Following the entry into force of the Council of Ministers' regulation from 3 April 2017 on the list of hazardous, heavy-load and risk-posing tasks for pregnant and breastfeeding employees, major changes concerning work carried out by this group were introduced on 1 May 2017.
As a result of the new regulations, the rules for preganant and breastfeeding women's work in front of a computer have changed. According to previous regulations, maximum duration of this kind of work was 4 hours. The employer was obliged to delegate different tasks to the worker during the remaining 4 hours of a workday. In case of lack of such possibility, the employer had to release the employee from her obligation to work while she kept her remuneration rights. This solution was subject to harsh criticism and the recent changes, taking into account the prevalence of this type of work, should be considered positive.
The new regulations provide for a maximum time of 8 hours in front of a computer screen for pregnant women while every hour the worker is entitled to a 10-minute break (which means maximum 50 minutes of constant work). The aim of this solution is not the shortening of working time but relieving musculoskeletal system of the pregnant employee in accordance with the State Research Institute recommendations. 
Another change concerns lifting heavy loads. For pregnant women, the weight of the lifted object cannot exceed 3 kg and for breastfeeding mothers, 6 kg if they hold a permanent position and 10 kg if they work on casual basis. When it comes to hand-lifting, the load cannot be neither higher than 6 kg nor lifted to the height of more than 4 meters or distance exceeding 25 meters. 
 
Sylwester Silski
Lawyer
 

Important changes in access to S24 system services

Establishing companies via internet will now require using qualified electronic signature or the ePUAP confirmed signature. This may contribute to lowering the number of companies set up online.
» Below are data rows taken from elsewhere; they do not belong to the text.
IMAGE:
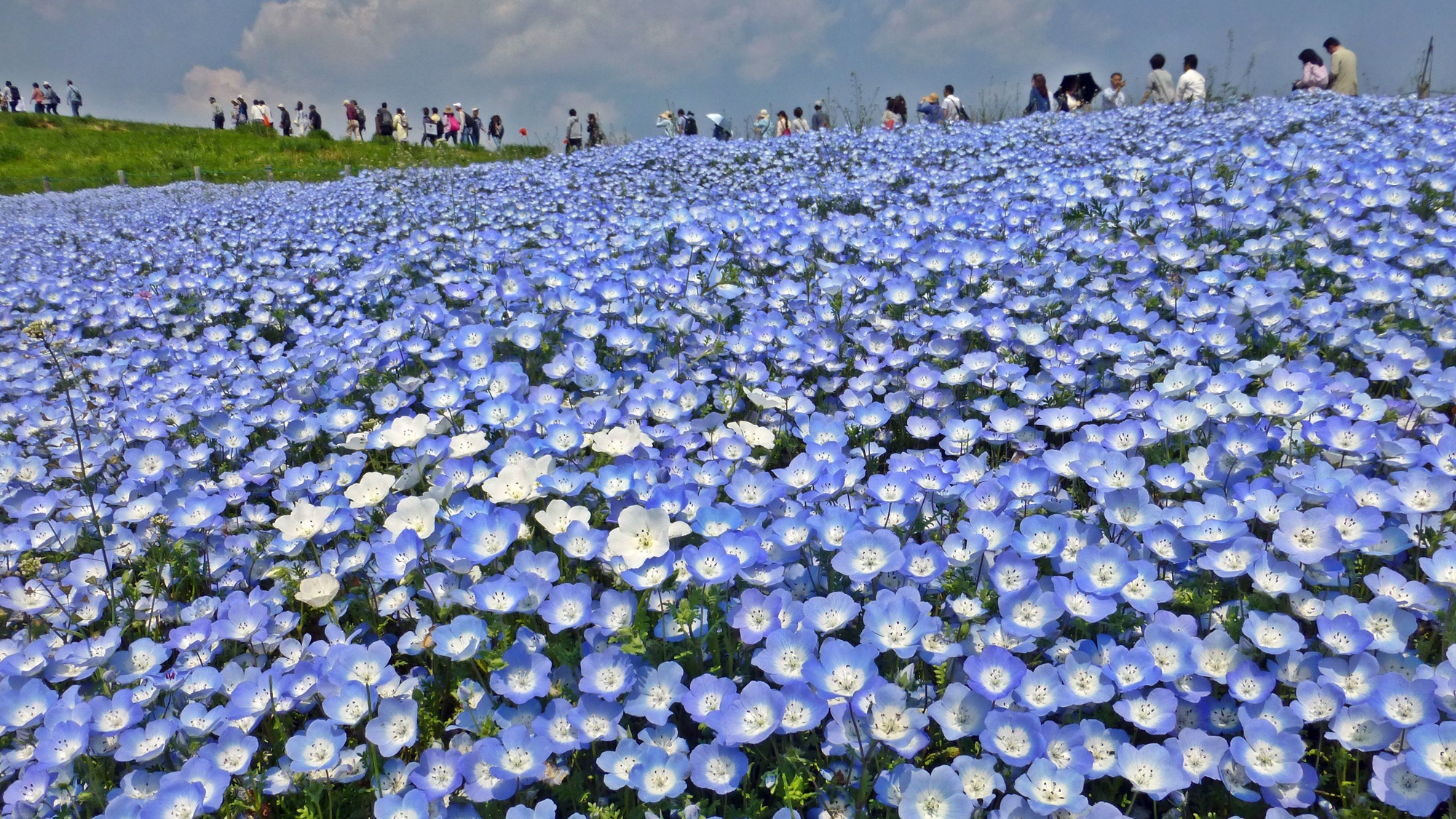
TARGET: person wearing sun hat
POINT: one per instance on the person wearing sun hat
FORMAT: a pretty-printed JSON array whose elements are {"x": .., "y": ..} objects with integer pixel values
[
  {"x": 762, "y": 124},
  {"x": 352, "y": 124}
]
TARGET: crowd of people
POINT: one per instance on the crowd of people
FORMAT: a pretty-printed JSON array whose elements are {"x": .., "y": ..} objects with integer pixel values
[
  {"x": 438, "y": 127},
  {"x": 1080, "y": 92},
  {"x": 44, "y": 100},
  {"x": 1075, "y": 94},
  {"x": 455, "y": 126}
]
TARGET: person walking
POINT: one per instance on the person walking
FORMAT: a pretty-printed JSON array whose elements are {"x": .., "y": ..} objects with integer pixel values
[
  {"x": 819, "y": 122},
  {"x": 930, "y": 108},
  {"x": 1192, "y": 87},
  {"x": 401, "y": 124},
  {"x": 892, "y": 119},
  {"x": 1068, "y": 97},
  {"x": 762, "y": 126},
  {"x": 352, "y": 124},
  {"x": 452, "y": 126},
  {"x": 573, "y": 132},
  {"x": 472, "y": 127},
  {"x": 1314, "y": 75},
  {"x": 800, "y": 124},
  {"x": 384, "y": 122},
  {"x": 951, "y": 110},
  {"x": 1039, "y": 101},
  {"x": 1113, "y": 97},
  {"x": 1343, "y": 72},
  {"x": 74, "y": 98},
  {"x": 1160, "y": 84}
]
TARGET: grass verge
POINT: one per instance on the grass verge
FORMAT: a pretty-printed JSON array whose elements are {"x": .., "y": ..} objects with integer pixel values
[{"x": 88, "y": 154}]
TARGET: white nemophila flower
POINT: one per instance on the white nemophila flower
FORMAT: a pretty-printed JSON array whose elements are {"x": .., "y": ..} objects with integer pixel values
[
  {"x": 414, "y": 513},
  {"x": 372, "y": 488}
]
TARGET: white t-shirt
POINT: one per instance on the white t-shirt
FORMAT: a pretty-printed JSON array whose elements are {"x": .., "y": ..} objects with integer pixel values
[{"x": 1190, "y": 88}]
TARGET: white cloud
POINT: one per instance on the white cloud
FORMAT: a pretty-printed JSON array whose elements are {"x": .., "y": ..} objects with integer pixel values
[
  {"x": 946, "y": 31},
  {"x": 650, "y": 41},
  {"x": 225, "y": 84}
]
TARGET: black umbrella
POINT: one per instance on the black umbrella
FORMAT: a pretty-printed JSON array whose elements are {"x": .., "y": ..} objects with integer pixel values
[{"x": 1084, "y": 85}]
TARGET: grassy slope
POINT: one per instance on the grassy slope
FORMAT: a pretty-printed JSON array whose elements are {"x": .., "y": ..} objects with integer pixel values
[{"x": 88, "y": 152}]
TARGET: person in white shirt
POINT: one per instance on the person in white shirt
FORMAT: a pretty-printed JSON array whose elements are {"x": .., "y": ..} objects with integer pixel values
[
  {"x": 1192, "y": 87},
  {"x": 1160, "y": 84},
  {"x": 800, "y": 124},
  {"x": 1113, "y": 95},
  {"x": 951, "y": 110}
]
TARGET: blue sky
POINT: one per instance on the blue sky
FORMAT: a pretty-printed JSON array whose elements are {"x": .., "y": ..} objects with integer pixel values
[{"x": 529, "y": 60}]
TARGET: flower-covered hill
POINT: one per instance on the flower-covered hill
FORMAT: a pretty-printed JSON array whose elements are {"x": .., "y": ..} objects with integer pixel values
[{"x": 1072, "y": 467}]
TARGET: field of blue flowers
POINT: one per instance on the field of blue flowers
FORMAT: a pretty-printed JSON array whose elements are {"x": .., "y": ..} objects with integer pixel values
[{"x": 1072, "y": 467}]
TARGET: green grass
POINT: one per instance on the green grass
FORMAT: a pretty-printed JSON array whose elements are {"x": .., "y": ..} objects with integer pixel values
[{"x": 88, "y": 152}]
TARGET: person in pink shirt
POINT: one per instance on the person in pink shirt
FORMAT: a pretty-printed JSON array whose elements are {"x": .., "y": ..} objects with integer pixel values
[
  {"x": 452, "y": 126},
  {"x": 1315, "y": 74}
]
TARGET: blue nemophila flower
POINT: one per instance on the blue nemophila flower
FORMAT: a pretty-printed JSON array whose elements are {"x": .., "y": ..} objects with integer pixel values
[
  {"x": 659, "y": 775},
  {"x": 864, "y": 554},
  {"x": 1151, "y": 769},
  {"x": 1016, "y": 736},
  {"x": 1406, "y": 703},
  {"x": 526, "y": 675},
  {"x": 751, "y": 717},
  {"x": 707, "y": 694},
  {"x": 995, "y": 672},
  {"x": 719, "y": 767},
  {"x": 935, "y": 794},
  {"x": 1273, "y": 633},
  {"x": 898, "y": 621},
  {"x": 1051, "y": 788},
  {"x": 657, "y": 691},
  {"x": 395, "y": 727},
  {"x": 786, "y": 654},
  {"x": 1154, "y": 711},
  {"x": 1401, "y": 787},
  {"x": 842, "y": 669},
  {"x": 960, "y": 711},
  {"x": 608, "y": 673},
  {"x": 1362, "y": 727},
  {"x": 895, "y": 723},
  {"x": 318, "y": 746},
  {"x": 1269, "y": 756},
  {"x": 1433, "y": 752}
]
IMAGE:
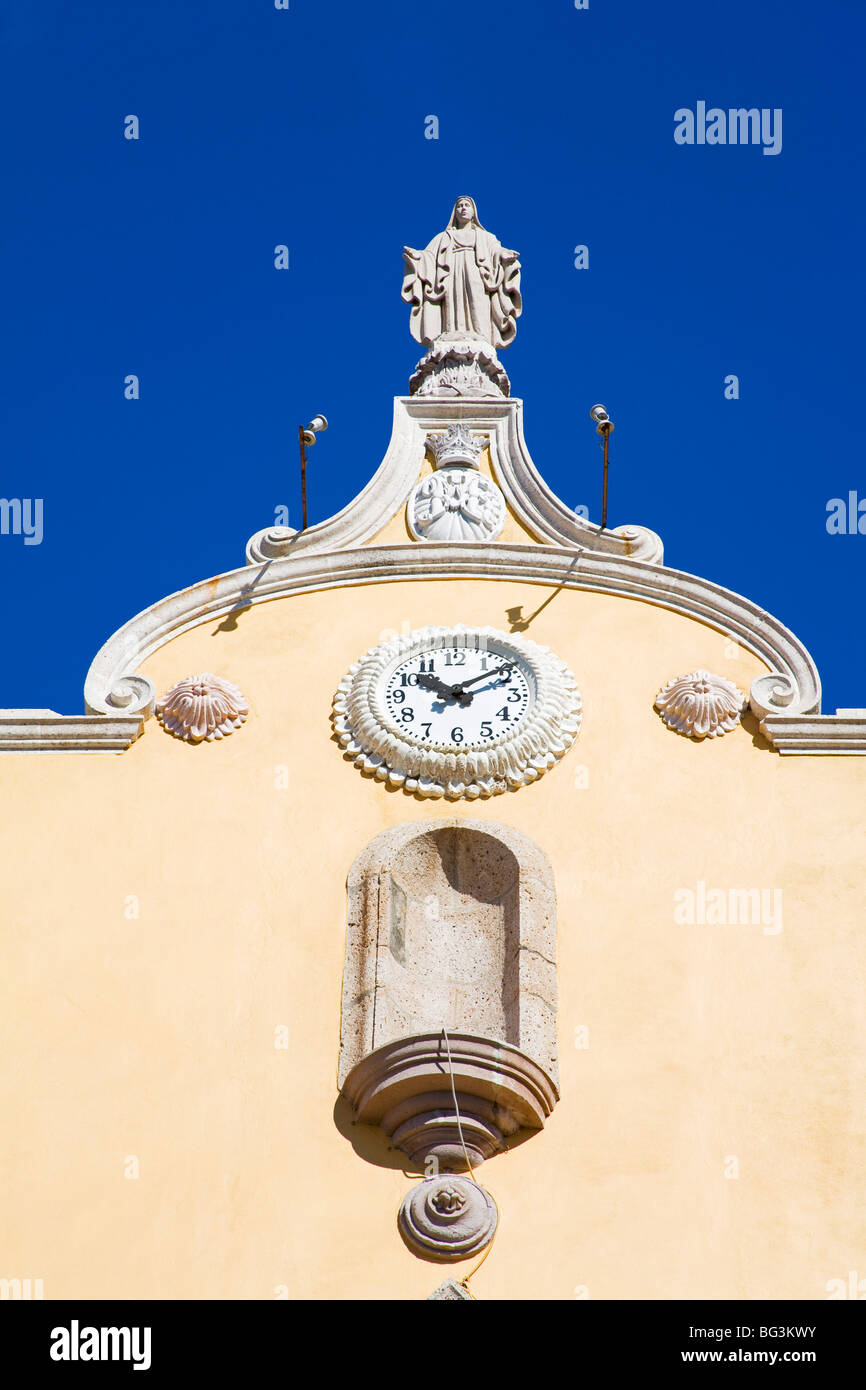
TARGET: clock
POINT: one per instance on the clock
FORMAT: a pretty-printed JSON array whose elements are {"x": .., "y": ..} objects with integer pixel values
[{"x": 458, "y": 712}]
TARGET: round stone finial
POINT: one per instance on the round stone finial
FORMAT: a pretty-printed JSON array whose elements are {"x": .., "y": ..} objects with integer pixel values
[
  {"x": 701, "y": 705},
  {"x": 202, "y": 708},
  {"x": 448, "y": 1218}
]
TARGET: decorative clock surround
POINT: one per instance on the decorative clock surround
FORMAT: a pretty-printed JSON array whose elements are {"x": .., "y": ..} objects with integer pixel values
[
  {"x": 516, "y": 713},
  {"x": 701, "y": 705},
  {"x": 202, "y": 708}
]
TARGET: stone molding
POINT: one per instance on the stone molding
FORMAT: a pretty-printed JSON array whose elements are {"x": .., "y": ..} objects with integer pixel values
[
  {"x": 542, "y": 737},
  {"x": 45, "y": 731},
  {"x": 528, "y": 496},
  {"x": 840, "y": 733},
  {"x": 793, "y": 673},
  {"x": 405, "y": 1087}
]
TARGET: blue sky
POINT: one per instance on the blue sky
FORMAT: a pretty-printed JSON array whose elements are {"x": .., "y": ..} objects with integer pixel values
[{"x": 306, "y": 127}]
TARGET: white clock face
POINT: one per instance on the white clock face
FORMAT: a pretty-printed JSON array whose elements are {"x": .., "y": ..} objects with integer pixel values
[
  {"x": 459, "y": 695},
  {"x": 456, "y": 712}
]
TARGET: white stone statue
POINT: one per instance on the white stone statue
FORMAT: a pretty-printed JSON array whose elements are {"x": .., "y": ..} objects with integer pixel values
[{"x": 463, "y": 284}]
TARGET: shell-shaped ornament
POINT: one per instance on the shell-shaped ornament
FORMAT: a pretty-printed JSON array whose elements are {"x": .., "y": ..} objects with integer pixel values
[
  {"x": 701, "y": 705},
  {"x": 202, "y": 708}
]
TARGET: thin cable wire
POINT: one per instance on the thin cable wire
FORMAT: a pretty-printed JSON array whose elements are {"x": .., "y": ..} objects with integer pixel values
[{"x": 451, "y": 1072}]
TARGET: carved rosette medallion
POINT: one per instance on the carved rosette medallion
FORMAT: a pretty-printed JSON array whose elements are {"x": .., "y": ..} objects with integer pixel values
[
  {"x": 701, "y": 705},
  {"x": 202, "y": 708},
  {"x": 456, "y": 505},
  {"x": 502, "y": 755},
  {"x": 448, "y": 1219}
]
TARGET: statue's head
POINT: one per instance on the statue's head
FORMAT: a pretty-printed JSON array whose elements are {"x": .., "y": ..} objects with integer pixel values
[{"x": 464, "y": 211}]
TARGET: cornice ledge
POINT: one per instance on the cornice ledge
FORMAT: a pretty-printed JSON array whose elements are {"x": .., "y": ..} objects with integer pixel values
[
  {"x": 45, "y": 731},
  {"x": 531, "y": 501},
  {"x": 791, "y": 685}
]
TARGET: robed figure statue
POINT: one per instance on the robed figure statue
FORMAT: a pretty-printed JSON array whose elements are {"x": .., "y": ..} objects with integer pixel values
[{"x": 463, "y": 282}]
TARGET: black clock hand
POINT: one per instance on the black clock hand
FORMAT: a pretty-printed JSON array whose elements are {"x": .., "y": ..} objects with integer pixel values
[
  {"x": 433, "y": 683},
  {"x": 460, "y": 687}
]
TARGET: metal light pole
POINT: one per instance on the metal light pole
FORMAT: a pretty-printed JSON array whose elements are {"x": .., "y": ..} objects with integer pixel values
[
  {"x": 603, "y": 426},
  {"x": 306, "y": 438}
]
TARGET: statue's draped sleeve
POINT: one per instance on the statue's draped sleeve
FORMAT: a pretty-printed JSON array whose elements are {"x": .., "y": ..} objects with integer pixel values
[{"x": 424, "y": 288}]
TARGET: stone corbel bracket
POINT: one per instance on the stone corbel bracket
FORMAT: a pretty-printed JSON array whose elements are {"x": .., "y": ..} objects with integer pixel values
[{"x": 528, "y": 496}]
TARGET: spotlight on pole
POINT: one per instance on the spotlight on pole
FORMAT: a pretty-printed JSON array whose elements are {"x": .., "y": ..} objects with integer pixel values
[
  {"x": 603, "y": 426},
  {"x": 306, "y": 438}
]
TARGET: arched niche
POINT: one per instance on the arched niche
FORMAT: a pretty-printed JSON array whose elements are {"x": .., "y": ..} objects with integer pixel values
[{"x": 451, "y": 977}]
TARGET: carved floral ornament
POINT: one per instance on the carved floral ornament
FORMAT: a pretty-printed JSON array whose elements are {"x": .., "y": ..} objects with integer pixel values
[
  {"x": 202, "y": 708},
  {"x": 701, "y": 705}
]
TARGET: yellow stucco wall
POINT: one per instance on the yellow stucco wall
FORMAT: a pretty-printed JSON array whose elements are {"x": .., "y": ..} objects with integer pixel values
[{"x": 153, "y": 1034}]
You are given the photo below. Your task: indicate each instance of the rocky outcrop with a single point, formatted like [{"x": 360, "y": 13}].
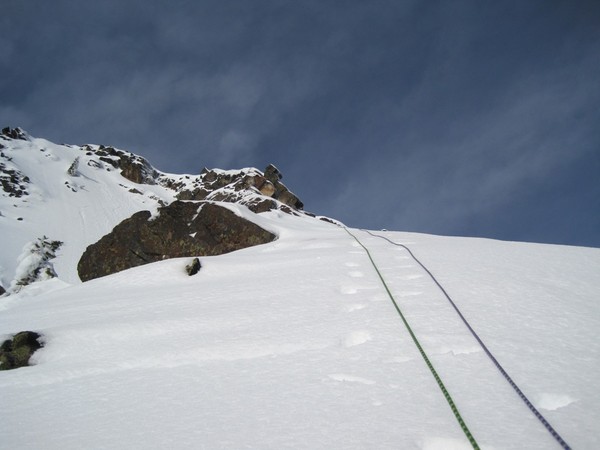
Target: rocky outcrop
[
  {"x": 36, "y": 262},
  {"x": 182, "y": 229},
  {"x": 194, "y": 267},
  {"x": 13, "y": 133},
  {"x": 16, "y": 352},
  {"x": 259, "y": 192},
  {"x": 133, "y": 167}
]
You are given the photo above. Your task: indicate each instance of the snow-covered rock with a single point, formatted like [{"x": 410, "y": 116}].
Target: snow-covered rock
[{"x": 296, "y": 343}]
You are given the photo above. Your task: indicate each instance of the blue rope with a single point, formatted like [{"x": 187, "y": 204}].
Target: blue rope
[{"x": 533, "y": 409}]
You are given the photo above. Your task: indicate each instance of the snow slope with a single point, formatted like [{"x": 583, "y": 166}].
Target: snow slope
[
  {"x": 295, "y": 344},
  {"x": 76, "y": 208}
]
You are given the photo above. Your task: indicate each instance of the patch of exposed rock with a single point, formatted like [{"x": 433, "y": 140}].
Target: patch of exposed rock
[
  {"x": 132, "y": 167},
  {"x": 260, "y": 192},
  {"x": 16, "y": 352},
  {"x": 13, "y": 133},
  {"x": 182, "y": 229}
]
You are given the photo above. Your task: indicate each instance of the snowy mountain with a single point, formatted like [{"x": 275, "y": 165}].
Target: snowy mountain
[{"x": 325, "y": 337}]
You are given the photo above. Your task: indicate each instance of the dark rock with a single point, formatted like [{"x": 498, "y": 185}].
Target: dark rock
[
  {"x": 14, "y": 183},
  {"x": 14, "y": 133},
  {"x": 16, "y": 352},
  {"x": 182, "y": 229},
  {"x": 273, "y": 174},
  {"x": 45, "y": 250},
  {"x": 238, "y": 187},
  {"x": 194, "y": 267}
]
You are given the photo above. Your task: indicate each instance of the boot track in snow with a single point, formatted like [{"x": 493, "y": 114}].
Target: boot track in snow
[
  {"x": 519, "y": 392},
  {"x": 447, "y": 396}
]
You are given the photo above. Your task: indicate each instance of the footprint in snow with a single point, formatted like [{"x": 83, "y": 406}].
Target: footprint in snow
[
  {"x": 552, "y": 402},
  {"x": 413, "y": 276},
  {"x": 356, "y": 338},
  {"x": 355, "y": 307},
  {"x": 350, "y": 378},
  {"x": 348, "y": 290},
  {"x": 356, "y": 274}
]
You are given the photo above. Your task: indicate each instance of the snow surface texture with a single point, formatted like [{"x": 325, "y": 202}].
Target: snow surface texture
[
  {"x": 70, "y": 197},
  {"x": 295, "y": 344},
  {"x": 292, "y": 344}
]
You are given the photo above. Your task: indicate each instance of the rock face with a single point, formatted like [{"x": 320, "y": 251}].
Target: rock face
[
  {"x": 14, "y": 133},
  {"x": 16, "y": 352},
  {"x": 182, "y": 229},
  {"x": 248, "y": 187},
  {"x": 133, "y": 167}
]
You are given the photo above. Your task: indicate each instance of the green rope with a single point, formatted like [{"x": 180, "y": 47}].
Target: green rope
[{"x": 453, "y": 407}]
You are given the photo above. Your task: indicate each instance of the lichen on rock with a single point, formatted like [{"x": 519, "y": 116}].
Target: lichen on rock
[
  {"x": 16, "y": 352},
  {"x": 182, "y": 229}
]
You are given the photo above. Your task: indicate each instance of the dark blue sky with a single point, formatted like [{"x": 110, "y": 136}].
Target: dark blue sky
[{"x": 476, "y": 118}]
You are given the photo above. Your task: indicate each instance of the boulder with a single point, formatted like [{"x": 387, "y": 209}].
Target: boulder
[
  {"x": 182, "y": 229},
  {"x": 194, "y": 267},
  {"x": 14, "y": 133},
  {"x": 16, "y": 352}
]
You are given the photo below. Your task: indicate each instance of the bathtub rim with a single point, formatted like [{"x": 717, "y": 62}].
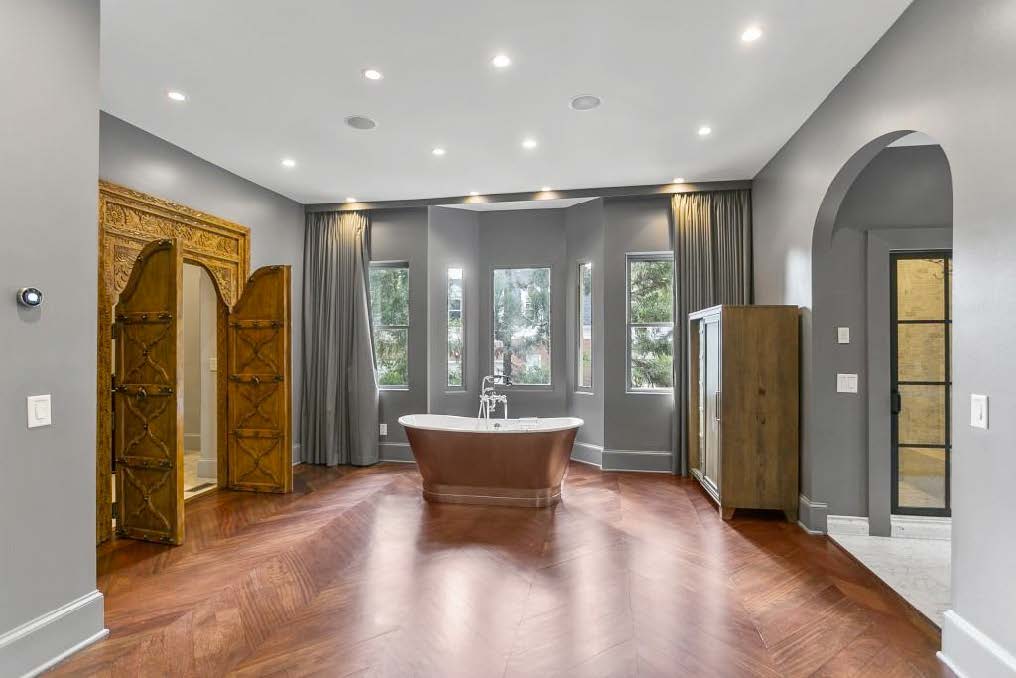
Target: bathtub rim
[{"x": 572, "y": 423}]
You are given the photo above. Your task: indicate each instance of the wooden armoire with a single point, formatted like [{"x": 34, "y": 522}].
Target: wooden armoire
[{"x": 744, "y": 399}]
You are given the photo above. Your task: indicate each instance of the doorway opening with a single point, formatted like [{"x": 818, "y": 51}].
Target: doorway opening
[
  {"x": 200, "y": 367},
  {"x": 922, "y": 381}
]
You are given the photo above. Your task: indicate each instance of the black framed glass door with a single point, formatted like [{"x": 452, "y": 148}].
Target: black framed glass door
[{"x": 922, "y": 381}]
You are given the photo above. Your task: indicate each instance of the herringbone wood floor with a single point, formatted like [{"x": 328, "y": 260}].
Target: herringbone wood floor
[{"x": 355, "y": 574}]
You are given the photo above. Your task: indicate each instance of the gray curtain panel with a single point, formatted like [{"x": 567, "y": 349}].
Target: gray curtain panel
[
  {"x": 712, "y": 264},
  {"x": 339, "y": 421}
]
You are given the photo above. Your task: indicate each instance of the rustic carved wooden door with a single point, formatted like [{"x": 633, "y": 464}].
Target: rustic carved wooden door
[
  {"x": 147, "y": 397},
  {"x": 260, "y": 386}
]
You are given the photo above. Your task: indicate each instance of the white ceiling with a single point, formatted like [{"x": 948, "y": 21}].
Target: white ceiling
[
  {"x": 269, "y": 78},
  {"x": 558, "y": 203}
]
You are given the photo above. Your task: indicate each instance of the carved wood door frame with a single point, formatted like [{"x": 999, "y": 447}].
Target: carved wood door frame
[{"x": 129, "y": 220}]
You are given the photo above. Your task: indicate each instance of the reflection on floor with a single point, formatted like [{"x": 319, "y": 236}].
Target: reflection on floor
[
  {"x": 194, "y": 484},
  {"x": 917, "y": 569},
  {"x": 632, "y": 574}
]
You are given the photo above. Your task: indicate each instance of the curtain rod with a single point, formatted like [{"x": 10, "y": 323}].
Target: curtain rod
[{"x": 659, "y": 190}]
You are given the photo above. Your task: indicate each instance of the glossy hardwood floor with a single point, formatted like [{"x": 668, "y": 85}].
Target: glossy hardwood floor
[{"x": 632, "y": 574}]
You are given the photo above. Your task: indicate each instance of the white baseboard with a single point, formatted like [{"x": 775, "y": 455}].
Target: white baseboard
[
  {"x": 587, "y": 453},
  {"x": 970, "y": 654},
  {"x": 921, "y": 527},
  {"x": 847, "y": 525},
  {"x": 40, "y": 643},
  {"x": 813, "y": 514},
  {"x": 638, "y": 459}
]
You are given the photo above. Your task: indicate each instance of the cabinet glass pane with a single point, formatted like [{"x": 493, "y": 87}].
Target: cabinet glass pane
[
  {"x": 923, "y": 418},
  {"x": 921, "y": 352},
  {"x": 922, "y": 478},
  {"x": 921, "y": 292}
]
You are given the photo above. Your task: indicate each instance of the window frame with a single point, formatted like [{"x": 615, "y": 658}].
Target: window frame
[
  {"x": 550, "y": 325},
  {"x": 395, "y": 263},
  {"x": 449, "y": 388},
  {"x": 661, "y": 255},
  {"x": 580, "y": 387}
]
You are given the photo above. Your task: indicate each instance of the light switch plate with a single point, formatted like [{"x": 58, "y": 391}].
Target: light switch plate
[
  {"x": 846, "y": 383},
  {"x": 978, "y": 411},
  {"x": 40, "y": 411}
]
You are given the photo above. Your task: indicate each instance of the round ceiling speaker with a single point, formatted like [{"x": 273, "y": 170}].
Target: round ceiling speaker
[
  {"x": 585, "y": 102},
  {"x": 360, "y": 122}
]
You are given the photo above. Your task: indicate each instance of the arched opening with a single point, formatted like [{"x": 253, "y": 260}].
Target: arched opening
[
  {"x": 879, "y": 439},
  {"x": 202, "y": 303}
]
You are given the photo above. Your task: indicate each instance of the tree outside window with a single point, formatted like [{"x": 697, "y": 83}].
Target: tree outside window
[
  {"x": 650, "y": 322},
  {"x": 389, "y": 289},
  {"x": 522, "y": 325}
]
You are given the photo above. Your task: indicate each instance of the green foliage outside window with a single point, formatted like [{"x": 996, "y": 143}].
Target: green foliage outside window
[
  {"x": 650, "y": 322},
  {"x": 522, "y": 324},
  {"x": 389, "y": 288}
]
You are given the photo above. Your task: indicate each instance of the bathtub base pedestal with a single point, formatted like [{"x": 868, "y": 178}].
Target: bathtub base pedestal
[{"x": 492, "y": 496}]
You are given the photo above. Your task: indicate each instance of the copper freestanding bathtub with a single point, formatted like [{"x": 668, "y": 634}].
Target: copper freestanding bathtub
[{"x": 497, "y": 461}]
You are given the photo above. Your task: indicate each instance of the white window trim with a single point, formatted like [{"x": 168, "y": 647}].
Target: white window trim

According to the Ministry of Justice, the author of the law on amending the following laws: Commercial Companies Code, Civil Procedure Code and National Court Register Act, the changes are a consequence of  numerous instances of abuse and fraud resulting from the current ease of adding e-signatures in the S24 system. So far, it has been possible to establish a company using an 'ordinary' e-signature through opening an account in the electronic system and providing name, surname and PESEL number. This, however, does not guarantee that the signature supplier is indeed the person designated as the article of association signatory.
Currently, the system is based on PESEL number verification against the PESEL register database. In case of foreigners who do not hold a PESEL number, such verification is not possible.    
 
 
Filip Zelek
Lawyer
This Newsletter is for general informational purposes only. It is not intended and shall not be treated as professional advice. You should contact your attorney to obtain advice with respect to any particular issue or problem.